"PORQUE NARCISO ACHA FEIO O QUE NÃO É ESPELHO" (Caetano Veloso).

terça-feira, 16 de outubro de 2012

ORAÇÃO AUSTERA



[Imagem: Naked young man sitting by the sea - Jean Hippolyte Flandrin
Vídeo: Um contra o outro - Deolinda]

Eu te bendigo pela fúria com que me castras as palavras
Para que não tenham pernas nem testículos demais.
Pela avareza que me cobras quando estendes a língua e ela está seca
E também pela demência com que me presenteias
Antes mesmo que me levante.

Eu te bendigo com ardor e medo, mas não covardemente,
Com algum mistério provendo cada pequeno segundo
Entre uma respiração e outra, entre suspiro e suspensão.
Com nesgas de rancor, acessos e rangeres de dente,
Do alvorecer à antepenúltima nota de escuridão,
Enquanto caem as folhas das árvores
Os cílios dos olhos e a pressão arterial.

Eu te bendigo em fibras tensas, musculares, maculadas.
Eu te bendigo com duas espadas: uma em punho e outra
Sagradamente suspensa sobre a cabeça, dependurada em tênue fio.
Os cerrados por onde alastras perfumes de secura
E as matas fortes, suadas e muito úmidas, mas incansáveis,
Ambos carregam o teu destino impregnado
E, igualmente, em ambos e por ambos eu te bendigo.

Eu te bendigo perante a autoridade e diante da turba,
Porque estendeste o arame sobre o qual caminho
E nele depusestes nenhuma segurança.
Pelas lanças que me aguardam, ansiosas, eu te bendigo e rio,
Enquanto atravesso, dançando acima delas.
E te bendigo pela generosa escravidão,
Essa que não me permite cair.

[Dos: Poemas recém-nascidos]


quarta-feira, 13 de junho de 2012

A FALHA NO PERGAMINHO



[Imagem:   Office in a small city - Edward Hopper
Vídeo:  Back to black - Amy Winehouse]

Findas as coisas velhas,
Desbotam-se brochuras onde esteve escrito
O tempo em tintas de apagar.

Vejo o horizonte no infinito, a se confundir.
As luzes do ocaso e da aurora têm o mesmo gosto doce
De quando eu era criança.
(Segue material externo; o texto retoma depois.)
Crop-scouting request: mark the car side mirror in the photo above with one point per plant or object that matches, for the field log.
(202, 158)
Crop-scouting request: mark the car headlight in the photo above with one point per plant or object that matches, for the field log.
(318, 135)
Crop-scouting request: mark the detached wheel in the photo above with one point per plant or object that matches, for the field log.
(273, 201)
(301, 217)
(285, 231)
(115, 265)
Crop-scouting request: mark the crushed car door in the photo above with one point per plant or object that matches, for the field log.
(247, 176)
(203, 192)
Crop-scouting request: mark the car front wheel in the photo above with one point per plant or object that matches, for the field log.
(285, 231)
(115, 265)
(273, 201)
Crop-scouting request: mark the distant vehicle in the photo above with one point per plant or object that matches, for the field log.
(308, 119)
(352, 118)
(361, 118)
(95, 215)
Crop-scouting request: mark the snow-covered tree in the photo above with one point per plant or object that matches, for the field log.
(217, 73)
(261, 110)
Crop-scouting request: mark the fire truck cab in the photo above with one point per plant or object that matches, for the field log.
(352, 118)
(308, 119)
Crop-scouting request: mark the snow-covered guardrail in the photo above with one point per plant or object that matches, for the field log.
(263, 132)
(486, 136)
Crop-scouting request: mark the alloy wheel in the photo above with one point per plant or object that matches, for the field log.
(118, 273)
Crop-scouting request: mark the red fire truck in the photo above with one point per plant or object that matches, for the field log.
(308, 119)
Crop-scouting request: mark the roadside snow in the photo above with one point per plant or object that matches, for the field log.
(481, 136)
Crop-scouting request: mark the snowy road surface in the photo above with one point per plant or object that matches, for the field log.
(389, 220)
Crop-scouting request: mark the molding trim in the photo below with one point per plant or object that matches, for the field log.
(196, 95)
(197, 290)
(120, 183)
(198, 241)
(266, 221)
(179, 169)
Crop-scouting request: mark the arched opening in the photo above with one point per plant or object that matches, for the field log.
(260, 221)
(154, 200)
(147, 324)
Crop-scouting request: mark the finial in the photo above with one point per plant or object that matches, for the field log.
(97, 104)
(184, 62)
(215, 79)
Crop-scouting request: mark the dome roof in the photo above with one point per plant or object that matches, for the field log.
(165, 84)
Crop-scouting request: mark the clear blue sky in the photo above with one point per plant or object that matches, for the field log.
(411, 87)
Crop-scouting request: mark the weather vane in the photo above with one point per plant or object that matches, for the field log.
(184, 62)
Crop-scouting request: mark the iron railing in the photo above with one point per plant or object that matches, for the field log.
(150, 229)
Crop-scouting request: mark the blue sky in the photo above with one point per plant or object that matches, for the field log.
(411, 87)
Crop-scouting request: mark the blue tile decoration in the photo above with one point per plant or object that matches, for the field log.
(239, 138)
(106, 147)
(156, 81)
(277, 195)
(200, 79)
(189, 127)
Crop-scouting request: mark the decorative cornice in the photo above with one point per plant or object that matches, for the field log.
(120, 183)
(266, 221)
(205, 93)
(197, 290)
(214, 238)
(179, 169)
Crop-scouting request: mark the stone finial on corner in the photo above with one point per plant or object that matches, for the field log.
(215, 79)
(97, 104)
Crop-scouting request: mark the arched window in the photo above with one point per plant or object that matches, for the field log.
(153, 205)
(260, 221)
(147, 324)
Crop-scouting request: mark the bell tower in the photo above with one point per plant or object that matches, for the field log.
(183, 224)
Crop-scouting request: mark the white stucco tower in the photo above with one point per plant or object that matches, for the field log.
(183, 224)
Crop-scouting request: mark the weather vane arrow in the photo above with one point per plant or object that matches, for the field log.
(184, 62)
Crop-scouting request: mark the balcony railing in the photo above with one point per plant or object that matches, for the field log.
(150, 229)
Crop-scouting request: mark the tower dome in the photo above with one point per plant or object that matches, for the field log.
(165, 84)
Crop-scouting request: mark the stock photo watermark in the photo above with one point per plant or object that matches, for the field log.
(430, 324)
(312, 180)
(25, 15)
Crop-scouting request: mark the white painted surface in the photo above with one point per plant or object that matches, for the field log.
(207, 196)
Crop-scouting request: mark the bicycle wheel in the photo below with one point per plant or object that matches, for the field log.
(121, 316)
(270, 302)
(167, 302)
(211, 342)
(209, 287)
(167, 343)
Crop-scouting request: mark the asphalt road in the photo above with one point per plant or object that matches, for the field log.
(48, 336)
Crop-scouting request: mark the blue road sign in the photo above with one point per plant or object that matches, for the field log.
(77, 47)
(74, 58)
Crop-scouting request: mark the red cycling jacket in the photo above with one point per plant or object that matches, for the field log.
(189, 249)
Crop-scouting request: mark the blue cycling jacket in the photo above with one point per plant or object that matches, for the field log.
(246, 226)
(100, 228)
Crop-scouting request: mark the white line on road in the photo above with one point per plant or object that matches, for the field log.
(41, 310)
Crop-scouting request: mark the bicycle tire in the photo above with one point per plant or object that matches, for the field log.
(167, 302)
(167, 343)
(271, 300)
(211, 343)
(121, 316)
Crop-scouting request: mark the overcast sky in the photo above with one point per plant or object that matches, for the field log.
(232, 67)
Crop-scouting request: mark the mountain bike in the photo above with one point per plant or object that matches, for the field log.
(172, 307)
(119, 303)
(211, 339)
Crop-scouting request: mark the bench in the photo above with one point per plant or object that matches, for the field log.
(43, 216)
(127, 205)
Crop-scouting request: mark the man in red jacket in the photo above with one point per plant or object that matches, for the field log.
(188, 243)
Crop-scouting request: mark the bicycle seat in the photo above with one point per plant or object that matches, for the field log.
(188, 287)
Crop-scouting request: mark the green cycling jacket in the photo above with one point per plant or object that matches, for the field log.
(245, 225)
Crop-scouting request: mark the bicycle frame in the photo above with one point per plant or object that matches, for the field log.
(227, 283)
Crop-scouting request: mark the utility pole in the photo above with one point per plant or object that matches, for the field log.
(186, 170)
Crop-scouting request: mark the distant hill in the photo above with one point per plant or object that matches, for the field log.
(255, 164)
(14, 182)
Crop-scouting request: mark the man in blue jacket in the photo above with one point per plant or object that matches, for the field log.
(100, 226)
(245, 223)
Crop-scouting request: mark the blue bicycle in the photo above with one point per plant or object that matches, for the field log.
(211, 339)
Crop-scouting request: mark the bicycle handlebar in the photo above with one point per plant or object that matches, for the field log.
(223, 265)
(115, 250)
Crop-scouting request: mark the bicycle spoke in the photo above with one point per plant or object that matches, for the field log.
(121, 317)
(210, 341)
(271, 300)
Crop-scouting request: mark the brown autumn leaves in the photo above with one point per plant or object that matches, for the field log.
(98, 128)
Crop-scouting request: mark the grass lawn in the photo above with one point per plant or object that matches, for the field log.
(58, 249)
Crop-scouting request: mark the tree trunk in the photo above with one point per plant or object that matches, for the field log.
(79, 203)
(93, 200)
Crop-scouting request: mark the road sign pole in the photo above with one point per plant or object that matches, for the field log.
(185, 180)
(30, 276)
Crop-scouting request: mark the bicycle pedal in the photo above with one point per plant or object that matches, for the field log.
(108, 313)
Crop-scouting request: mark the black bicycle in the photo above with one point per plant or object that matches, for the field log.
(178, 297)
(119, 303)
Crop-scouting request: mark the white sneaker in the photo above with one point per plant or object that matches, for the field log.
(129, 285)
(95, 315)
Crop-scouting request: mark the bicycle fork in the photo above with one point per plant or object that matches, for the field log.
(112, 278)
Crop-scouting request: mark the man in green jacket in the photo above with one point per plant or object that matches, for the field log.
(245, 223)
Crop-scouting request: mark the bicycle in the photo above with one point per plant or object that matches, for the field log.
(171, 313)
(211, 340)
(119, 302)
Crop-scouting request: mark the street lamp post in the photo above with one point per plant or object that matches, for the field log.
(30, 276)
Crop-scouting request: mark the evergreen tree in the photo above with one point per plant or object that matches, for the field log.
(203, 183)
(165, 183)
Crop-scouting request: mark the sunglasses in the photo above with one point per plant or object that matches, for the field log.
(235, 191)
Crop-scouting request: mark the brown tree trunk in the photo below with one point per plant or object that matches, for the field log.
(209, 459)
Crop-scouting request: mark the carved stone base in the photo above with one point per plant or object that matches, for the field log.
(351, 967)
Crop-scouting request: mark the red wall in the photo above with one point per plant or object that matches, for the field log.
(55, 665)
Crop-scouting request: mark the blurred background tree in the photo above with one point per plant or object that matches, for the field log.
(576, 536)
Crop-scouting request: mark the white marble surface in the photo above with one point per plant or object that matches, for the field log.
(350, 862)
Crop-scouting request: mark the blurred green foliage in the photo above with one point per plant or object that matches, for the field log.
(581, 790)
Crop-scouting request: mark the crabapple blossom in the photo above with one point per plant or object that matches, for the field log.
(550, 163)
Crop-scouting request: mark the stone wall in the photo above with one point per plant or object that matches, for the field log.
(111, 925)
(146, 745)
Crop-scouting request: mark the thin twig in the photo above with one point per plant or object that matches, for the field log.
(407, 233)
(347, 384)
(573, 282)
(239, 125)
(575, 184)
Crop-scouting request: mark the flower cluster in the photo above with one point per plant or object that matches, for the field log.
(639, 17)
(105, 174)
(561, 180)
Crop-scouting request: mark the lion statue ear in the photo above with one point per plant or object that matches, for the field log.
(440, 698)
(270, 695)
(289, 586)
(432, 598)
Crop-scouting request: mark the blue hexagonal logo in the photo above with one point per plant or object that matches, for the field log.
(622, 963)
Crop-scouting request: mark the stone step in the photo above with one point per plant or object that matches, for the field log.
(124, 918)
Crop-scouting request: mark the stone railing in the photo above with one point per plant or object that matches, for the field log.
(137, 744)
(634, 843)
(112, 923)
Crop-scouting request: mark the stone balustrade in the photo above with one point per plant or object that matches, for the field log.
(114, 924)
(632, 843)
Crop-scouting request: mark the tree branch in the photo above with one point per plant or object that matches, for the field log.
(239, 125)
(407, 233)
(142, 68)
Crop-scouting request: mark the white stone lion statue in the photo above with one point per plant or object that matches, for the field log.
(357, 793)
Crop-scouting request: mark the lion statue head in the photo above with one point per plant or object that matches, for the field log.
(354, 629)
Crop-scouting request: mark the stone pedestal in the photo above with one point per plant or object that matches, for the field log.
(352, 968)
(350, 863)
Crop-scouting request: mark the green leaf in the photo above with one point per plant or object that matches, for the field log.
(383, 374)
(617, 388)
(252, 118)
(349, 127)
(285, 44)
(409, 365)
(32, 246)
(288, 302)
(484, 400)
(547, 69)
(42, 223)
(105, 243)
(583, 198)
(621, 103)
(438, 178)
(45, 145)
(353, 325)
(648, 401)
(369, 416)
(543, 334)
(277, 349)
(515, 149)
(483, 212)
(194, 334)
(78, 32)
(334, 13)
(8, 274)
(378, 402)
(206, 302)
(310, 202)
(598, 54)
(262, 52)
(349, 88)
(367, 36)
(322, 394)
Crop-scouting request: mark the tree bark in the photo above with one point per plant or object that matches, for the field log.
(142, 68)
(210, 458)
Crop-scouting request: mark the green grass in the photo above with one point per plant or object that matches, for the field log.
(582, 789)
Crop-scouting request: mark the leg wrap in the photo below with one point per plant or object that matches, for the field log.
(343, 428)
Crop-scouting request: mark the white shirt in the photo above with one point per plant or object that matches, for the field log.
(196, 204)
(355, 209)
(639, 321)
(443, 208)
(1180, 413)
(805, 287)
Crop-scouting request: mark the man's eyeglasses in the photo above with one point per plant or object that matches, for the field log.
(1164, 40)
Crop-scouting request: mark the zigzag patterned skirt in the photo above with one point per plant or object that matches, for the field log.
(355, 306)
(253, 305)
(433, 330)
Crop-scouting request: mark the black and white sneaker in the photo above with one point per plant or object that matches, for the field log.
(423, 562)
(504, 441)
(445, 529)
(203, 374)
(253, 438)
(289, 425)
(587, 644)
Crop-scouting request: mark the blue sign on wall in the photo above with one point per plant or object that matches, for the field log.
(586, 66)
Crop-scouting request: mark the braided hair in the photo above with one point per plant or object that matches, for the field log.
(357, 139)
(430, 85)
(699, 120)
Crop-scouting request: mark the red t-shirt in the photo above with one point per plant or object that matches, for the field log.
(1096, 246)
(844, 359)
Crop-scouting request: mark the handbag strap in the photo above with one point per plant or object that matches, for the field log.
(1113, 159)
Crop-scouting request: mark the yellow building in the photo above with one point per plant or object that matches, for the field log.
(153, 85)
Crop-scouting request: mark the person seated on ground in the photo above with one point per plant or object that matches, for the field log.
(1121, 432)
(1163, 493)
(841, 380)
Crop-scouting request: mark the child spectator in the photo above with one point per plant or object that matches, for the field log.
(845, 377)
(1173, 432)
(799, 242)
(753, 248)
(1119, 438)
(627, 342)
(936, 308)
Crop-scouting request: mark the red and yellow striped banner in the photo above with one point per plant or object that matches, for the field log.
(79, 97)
O mesmo gosto doce.

O bastidor onde se estica a vida
Para que se possa tecer, fio a fio, ponto a ponto,
A história,
A partir de algum tempo
Já não prende o tecido como deveria...
Bordamos torto, então, bordamos torto o bordado dos dias
Para que, de assimetrias, vivamos.
Tortos, mancos e belos, ainda que irregulares.

E como me caem as folhas.

Como na brochura amarelada
Onde escrevi a minha vida
Em tintas de apagar...

Depois do tempo, eu não terei sido.

Dos: [POEMAS RECÉM-NASCIDOS]

domingo, 4 de março de 2012

LIBERTAS



[Imagem: Orpheus - Franz von Stuck
Vídeo: Poema - Ney Matogrosso]

Mesmo as pedras, que de tão imóveis lacrimejam musgo -
Lamentos pela liberdade que não têm -
Sabem e pensam e aspiram asas;
E se pudessem seriam igualmente aladas, ainda que não se elevassem.

Uma pedra de beira-mar é capaz de contar todo o oceano
Em um único verso. Um verso de vai-e-vem.
Uma pedra de penhasco contaria o vento, em assovios.

Desde a primeira idade, quando sente o assombro de si, por existir,
O ser humano realiza asas, espaço e desprendimento.
Todo homem nasce pássaro, nasce céu, só depois é que encarnece.
A gravidade se incumbe do voo; as penas, por penas se dão.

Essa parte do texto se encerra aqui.